Two new reports have revealed the cost of non-communicable diseases (NCDs) in Africa, estimating that they cause economic losses of nearly $500-billion a year.
The reports, by the World Health Organisation (WHO) and the World Economic Forum (WEF), were launched the day before the United Nations’ high-level meeting on NCDs in New York last week and include a global analysis of the economic impact of NCDs by the WEF and the Harvard School of Public Health.
An analysis of the costs of scaling up a core intervention package to prevent and treat such diseases in low and middle-income countries by the WHO found that it would cost less than $12-billion a year.
The NCD Alliance, a network of more than 2000 non-governmental organisations tackling non-communicable diseases, welcomed the new studies aimed at helping decision-makers in low- and middle-income countries to reduce the growing burden of NCDs.
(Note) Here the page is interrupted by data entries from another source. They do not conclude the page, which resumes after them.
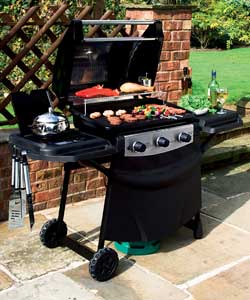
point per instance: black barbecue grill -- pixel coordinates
(154, 181)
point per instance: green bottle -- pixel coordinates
(211, 92)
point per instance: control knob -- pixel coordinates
(162, 142)
(137, 147)
(184, 137)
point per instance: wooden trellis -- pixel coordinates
(30, 44)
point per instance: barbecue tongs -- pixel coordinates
(21, 190)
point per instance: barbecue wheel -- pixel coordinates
(49, 235)
(198, 231)
(103, 264)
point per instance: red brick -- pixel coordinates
(162, 76)
(162, 15)
(5, 149)
(76, 187)
(5, 194)
(172, 46)
(92, 173)
(40, 206)
(174, 96)
(32, 177)
(37, 165)
(172, 25)
(180, 55)
(5, 161)
(165, 55)
(169, 66)
(176, 75)
(39, 186)
(54, 164)
(100, 192)
(5, 172)
(167, 36)
(47, 174)
(185, 45)
(89, 194)
(81, 177)
(53, 203)
(94, 183)
(180, 35)
(77, 197)
(55, 182)
(170, 86)
(5, 183)
(139, 14)
(184, 15)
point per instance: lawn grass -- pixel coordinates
(233, 71)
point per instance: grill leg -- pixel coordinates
(67, 169)
(195, 224)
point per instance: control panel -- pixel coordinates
(158, 141)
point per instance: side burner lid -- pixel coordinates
(110, 61)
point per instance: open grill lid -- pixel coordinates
(84, 62)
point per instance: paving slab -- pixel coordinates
(226, 194)
(228, 182)
(22, 253)
(51, 287)
(233, 210)
(5, 281)
(221, 244)
(84, 217)
(131, 283)
(233, 284)
(181, 258)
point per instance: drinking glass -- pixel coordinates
(222, 94)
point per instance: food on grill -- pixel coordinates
(124, 116)
(156, 110)
(140, 117)
(108, 113)
(130, 87)
(97, 91)
(120, 112)
(114, 120)
(130, 119)
(95, 115)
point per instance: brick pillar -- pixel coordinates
(176, 21)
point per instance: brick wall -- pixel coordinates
(176, 46)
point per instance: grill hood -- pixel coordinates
(83, 62)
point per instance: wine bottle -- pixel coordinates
(190, 81)
(212, 86)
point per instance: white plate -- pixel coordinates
(199, 112)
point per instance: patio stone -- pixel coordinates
(234, 211)
(84, 217)
(131, 283)
(232, 284)
(22, 253)
(5, 281)
(229, 181)
(52, 287)
(182, 258)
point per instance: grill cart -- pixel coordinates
(154, 180)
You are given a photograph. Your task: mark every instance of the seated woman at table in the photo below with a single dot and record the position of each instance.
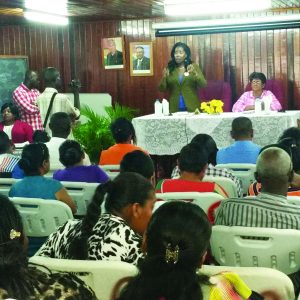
(71, 156)
(182, 78)
(17, 131)
(247, 100)
(124, 134)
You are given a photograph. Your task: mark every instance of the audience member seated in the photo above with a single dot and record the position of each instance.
(243, 150)
(40, 136)
(206, 142)
(71, 156)
(290, 142)
(192, 164)
(139, 162)
(8, 162)
(20, 280)
(35, 164)
(176, 243)
(17, 131)
(60, 126)
(270, 208)
(115, 235)
(246, 101)
(124, 134)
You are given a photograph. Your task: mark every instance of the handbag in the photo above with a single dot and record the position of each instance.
(49, 110)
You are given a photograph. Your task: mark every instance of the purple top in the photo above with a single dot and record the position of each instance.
(248, 99)
(82, 174)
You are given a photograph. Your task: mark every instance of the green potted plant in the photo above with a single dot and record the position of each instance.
(95, 135)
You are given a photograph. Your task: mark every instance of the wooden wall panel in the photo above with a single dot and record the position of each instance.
(76, 51)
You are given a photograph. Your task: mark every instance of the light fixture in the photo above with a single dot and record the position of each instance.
(56, 7)
(208, 7)
(47, 11)
(46, 18)
(227, 25)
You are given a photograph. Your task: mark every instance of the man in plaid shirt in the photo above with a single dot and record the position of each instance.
(24, 97)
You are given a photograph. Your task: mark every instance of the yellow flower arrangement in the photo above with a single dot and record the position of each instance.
(212, 107)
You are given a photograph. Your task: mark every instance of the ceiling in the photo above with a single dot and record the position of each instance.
(11, 11)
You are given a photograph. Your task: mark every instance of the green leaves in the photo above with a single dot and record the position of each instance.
(95, 135)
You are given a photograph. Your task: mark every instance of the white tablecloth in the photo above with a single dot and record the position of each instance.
(167, 135)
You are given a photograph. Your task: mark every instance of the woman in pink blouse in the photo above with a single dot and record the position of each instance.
(246, 101)
(17, 131)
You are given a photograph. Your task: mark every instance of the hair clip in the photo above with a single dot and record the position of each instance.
(172, 254)
(14, 234)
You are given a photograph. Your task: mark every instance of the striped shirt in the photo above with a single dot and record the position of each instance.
(213, 171)
(265, 210)
(25, 100)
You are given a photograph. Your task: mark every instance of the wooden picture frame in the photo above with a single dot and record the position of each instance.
(13, 69)
(141, 59)
(113, 53)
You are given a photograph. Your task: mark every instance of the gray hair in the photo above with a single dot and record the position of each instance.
(273, 163)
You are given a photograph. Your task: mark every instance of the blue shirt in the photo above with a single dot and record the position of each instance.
(35, 187)
(82, 174)
(243, 152)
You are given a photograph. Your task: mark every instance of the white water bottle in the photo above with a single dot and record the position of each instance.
(157, 108)
(257, 105)
(267, 104)
(165, 105)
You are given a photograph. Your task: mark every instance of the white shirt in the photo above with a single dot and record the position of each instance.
(53, 146)
(61, 103)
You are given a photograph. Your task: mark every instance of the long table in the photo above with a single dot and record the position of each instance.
(166, 135)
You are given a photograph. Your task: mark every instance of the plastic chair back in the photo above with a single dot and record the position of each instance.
(5, 185)
(203, 200)
(226, 183)
(42, 217)
(101, 276)
(81, 193)
(245, 172)
(112, 171)
(256, 247)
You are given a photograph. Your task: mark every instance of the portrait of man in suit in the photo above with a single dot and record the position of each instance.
(113, 53)
(141, 59)
(141, 62)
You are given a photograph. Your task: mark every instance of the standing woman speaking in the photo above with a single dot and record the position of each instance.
(182, 78)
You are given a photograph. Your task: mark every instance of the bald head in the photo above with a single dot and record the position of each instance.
(241, 128)
(274, 170)
(31, 79)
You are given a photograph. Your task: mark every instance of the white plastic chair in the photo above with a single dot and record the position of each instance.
(5, 185)
(245, 172)
(256, 247)
(293, 200)
(42, 217)
(204, 200)
(81, 193)
(112, 171)
(226, 183)
(102, 276)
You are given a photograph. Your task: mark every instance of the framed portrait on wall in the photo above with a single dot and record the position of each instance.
(141, 59)
(113, 53)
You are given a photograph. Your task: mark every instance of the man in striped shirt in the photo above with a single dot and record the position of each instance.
(270, 208)
(24, 96)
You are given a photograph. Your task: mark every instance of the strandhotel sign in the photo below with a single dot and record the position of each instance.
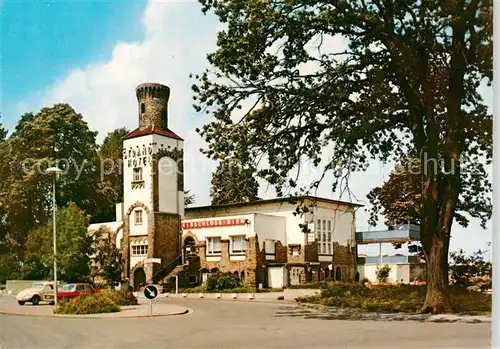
(214, 223)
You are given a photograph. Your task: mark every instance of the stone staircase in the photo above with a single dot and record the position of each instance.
(174, 272)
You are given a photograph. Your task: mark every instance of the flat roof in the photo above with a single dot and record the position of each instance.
(270, 201)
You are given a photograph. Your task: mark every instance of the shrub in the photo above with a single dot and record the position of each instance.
(121, 297)
(471, 271)
(219, 282)
(383, 273)
(395, 298)
(87, 304)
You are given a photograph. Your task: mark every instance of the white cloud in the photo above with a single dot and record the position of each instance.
(177, 37)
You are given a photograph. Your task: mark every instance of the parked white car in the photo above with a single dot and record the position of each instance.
(38, 292)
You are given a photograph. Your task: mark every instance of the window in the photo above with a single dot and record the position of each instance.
(138, 174)
(324, 235)
(238, 244)
(269, 246)
(139, 250)
(138, 217)
(213, 245)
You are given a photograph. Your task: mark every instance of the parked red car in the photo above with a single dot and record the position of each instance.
(76, 289)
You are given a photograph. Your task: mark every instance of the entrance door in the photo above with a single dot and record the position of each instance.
(275, 277)
(139, 278)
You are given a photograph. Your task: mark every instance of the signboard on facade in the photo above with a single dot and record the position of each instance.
(151, 260)
(214, 223)
(311, 237)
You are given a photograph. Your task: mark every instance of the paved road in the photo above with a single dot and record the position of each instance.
(228, 324)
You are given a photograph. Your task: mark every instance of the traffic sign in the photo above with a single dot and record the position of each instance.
(150, 292)
(152, 260)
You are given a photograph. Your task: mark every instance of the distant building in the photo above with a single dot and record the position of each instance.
(404, 267)
(260, 242)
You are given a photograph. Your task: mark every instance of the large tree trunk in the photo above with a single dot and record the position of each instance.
(437, 299)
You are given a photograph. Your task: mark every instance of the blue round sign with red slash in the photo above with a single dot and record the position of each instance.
(150, 292)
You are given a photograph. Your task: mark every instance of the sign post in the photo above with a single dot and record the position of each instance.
(150, 292)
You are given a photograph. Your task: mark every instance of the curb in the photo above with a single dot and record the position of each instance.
(330, 313)
(272, 301)
(100, 316)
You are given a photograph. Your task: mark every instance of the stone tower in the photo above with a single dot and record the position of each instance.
(153, 188)
(153, 105)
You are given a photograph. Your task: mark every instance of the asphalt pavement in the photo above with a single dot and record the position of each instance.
(236, 324)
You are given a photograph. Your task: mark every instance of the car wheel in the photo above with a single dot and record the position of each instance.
(35, 300)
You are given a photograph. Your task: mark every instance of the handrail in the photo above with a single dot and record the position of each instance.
(168, 265)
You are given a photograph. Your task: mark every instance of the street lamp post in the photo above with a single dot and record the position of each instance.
(54, 171)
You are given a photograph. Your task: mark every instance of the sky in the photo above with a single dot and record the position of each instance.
(92, 54)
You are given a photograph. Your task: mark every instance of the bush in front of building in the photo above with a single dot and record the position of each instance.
(395, 298)
(221, 281)
(122, 297)
(383, 273)
(87, 304)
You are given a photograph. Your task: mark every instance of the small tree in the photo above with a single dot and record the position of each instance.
(74, 247)
(188, 198)
(383, 273)
(472, 271)
(233, 183)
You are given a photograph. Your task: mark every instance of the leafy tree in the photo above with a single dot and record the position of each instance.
(233, 183)
(54, 136)
(407, 80)
(3, 132)
(188, 197)
(107, 259)
(470, 271)
(399, 199)
(10, 268)
(74, 247)
(110, 187)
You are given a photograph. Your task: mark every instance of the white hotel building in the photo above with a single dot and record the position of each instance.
(260, 242)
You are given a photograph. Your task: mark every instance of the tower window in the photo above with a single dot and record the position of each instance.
(138, 174)
(138, 217)
(139, 250)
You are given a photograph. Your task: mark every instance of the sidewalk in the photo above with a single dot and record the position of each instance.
(285, 295)
(9, 306)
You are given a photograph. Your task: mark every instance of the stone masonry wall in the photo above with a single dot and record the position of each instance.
(250, 265)
(166, 240)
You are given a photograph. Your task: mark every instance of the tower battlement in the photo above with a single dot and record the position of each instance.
(153, 105)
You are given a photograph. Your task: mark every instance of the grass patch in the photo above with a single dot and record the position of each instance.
(395, 298)
(203, 289)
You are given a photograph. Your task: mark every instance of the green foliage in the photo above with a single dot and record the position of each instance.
(395, 298)
(220, 281)
(188, 198)
(470, 271)
(399, 199)
(110, 187)
(121, 297)
(87, 304)
(107, 259)
(3, 132)
(405, 80)
(383, 273)
(54, 136)
(233, 183)
(74, 246)
(10, 268)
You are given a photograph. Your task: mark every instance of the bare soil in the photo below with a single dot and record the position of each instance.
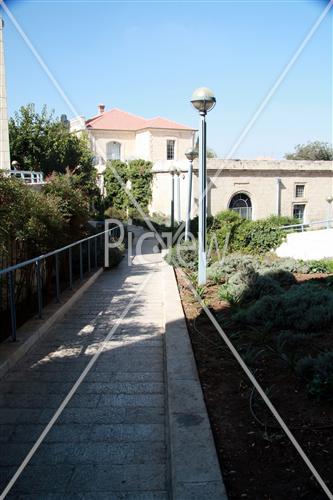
(257, 459)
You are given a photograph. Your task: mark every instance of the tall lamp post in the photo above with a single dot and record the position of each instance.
(329, 200)
(172, 172)
(178, 172)
(203, 100)
(190, 154)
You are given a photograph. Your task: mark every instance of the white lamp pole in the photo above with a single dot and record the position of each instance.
(203, 100)
(190, 154)
(172, 172)
(329, 200)
(178, 172)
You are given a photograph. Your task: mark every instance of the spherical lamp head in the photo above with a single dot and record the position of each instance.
(203, 100)
(191, 154)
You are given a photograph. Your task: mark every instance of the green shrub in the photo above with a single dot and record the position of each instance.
(30, 220)
(284, 278)
(256, 237)
(224, 227)
(282, 220)
(261, 236)
(245, 286)
(320, 266)
(318, 373)
(116, 175)
(307, 307)
(73, 203)
(115, 255)
(183, 255)
(141, 176)
(221, 271)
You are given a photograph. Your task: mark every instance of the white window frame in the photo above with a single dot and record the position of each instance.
(299, 184)
(111, 143)
(302, 221)
(174, 148)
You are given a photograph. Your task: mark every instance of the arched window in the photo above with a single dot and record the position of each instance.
(241, 203)
(113, 150)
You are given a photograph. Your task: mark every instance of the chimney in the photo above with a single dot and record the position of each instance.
(101, 108)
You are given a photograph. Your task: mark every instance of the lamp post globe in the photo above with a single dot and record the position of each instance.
(203, 99)
(191, 154)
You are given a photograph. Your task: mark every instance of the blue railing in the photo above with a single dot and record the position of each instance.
(92, 262)
(28, 176)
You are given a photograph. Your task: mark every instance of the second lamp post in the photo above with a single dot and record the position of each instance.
(203, 100)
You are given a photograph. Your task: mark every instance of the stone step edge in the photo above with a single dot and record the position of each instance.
(34, 329)
(195, 470)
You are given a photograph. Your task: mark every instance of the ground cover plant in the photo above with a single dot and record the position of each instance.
(278, 313)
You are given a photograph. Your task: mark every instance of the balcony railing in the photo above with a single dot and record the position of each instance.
(27, 176)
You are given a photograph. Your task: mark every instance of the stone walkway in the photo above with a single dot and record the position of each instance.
(110, 442)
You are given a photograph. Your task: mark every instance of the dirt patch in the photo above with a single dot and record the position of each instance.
(257, 459)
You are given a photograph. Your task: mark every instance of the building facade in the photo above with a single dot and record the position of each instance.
(118, 135)
(254, 188)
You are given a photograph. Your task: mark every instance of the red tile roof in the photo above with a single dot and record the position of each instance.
(116, 119)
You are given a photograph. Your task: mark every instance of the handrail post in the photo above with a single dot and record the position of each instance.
(57, 277)
(70, 265)
(39, 289)
(81, 263)
(11, 293)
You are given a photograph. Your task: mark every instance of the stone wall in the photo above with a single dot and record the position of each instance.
(257, 179)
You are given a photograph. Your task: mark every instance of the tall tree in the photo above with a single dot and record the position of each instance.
(42, 142)
(312, 151)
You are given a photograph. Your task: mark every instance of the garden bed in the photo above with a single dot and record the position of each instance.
(257, 459)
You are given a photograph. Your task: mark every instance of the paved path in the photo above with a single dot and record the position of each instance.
(110, 442)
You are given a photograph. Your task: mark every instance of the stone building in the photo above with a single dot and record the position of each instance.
(118, 135)
(254, 188)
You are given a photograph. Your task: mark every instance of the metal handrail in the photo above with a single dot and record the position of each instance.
(37, 262)
(49, 254)
(28, 176)
(327, 222)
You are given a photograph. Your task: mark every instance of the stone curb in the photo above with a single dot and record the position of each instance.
(34, 329)
(195, 470)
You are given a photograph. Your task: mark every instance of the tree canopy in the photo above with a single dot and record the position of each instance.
(42, 142)
(314, 151)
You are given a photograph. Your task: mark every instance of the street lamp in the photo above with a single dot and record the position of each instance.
(178, 172)
(190, 154)
(202, 100)
(172, 172)
(329, 200)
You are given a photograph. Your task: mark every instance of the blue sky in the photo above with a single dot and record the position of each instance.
(148, 57)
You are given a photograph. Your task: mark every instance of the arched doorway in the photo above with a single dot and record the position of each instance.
(113, 150)
(241, 203)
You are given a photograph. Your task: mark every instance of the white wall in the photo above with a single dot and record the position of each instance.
(308, 245)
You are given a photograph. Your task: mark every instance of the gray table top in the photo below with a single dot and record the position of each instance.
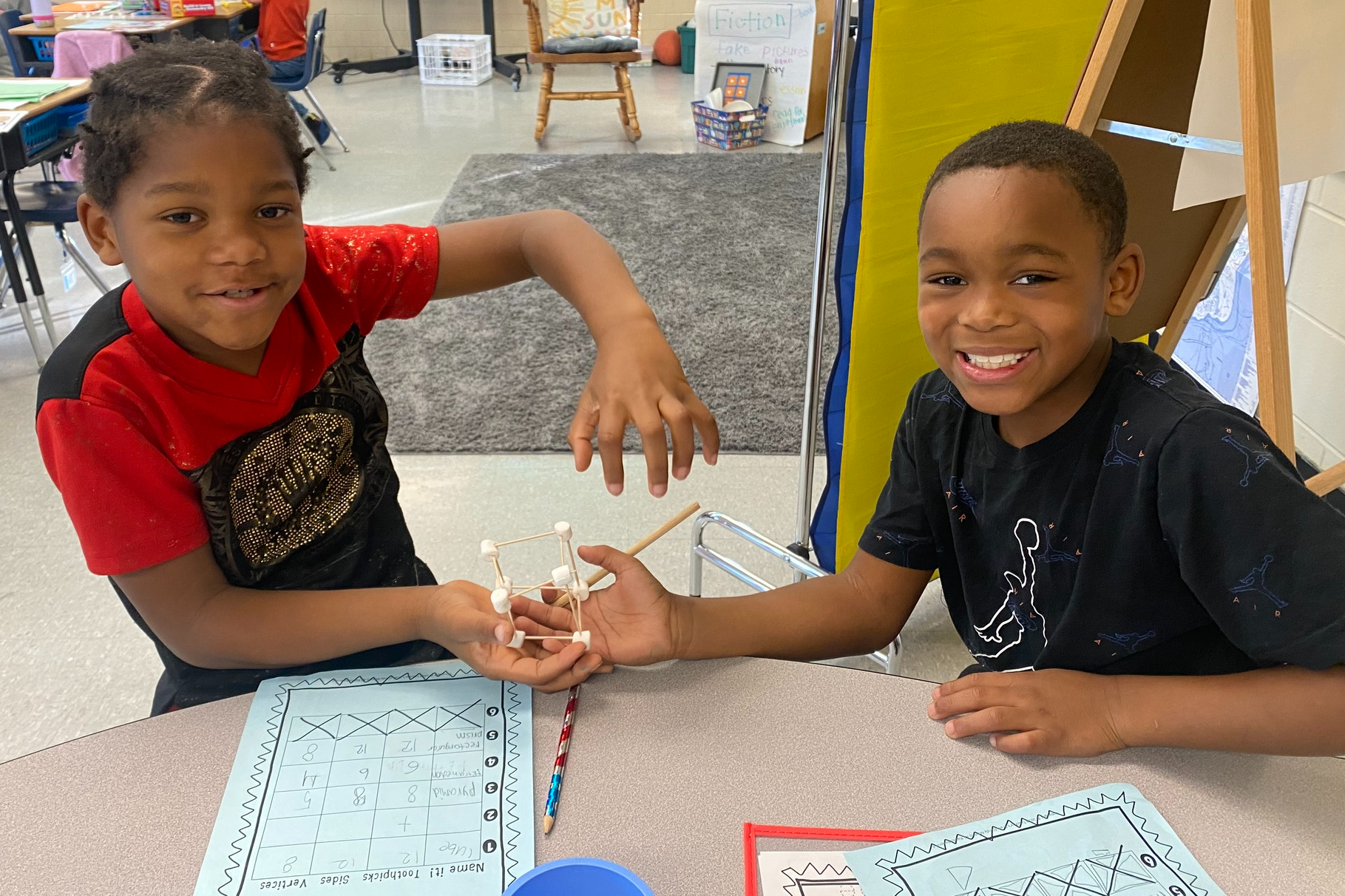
(665, 767)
“What these studies show us is that the most basic package of prevention and control measures is affordable, even for poor countries,” said Ann Keeling, the chief executive of the NCD Alliance. “But the cost of not tackling these growing killers is inestimably higher than the cost of acting now.”
The WHO report aims to help government officials calculate what resources they need to run basic essential programmes. However, the NCD Alliance noted that the report included measures that were ignored in the draft political declaration due to be adopted at the high-level meeting on NCDs, such as those to regulate the price, availability and marketing of alcohol.
The NCD Alliance is also campaigning for increases in the tax on tobacco to save lives and provide governments with funds that can be invested in health.
“Governments today raise more than $100-million a year from tobacco taxes,” said Dr Nils Billo, executive director of the International Union against Tuberculosis and Lung Disease. “A mere 2% increase in current tobacco taxes would raise $2-billion or more.”
The reports also found that a 10% reduction in death from ischaemic heart disease and stroke would reduce economic losses in low and middle income countries by $25-billion a year, about three times the cost of scaling up core interventions for cardiovascular disease, put at $8-billion a year.
Women, for example, suffer the economic hardships of cancer care far more acutely than their male counterparts, especially in poor regions. More than half of the 500 000 women who develop cervical cancer annually will die from the disease. Eighty-five percent of these deaths will occur in women in the developing world. Cervical cancer is the second most common cancer in women globally and accounts for 13% of all female cancers.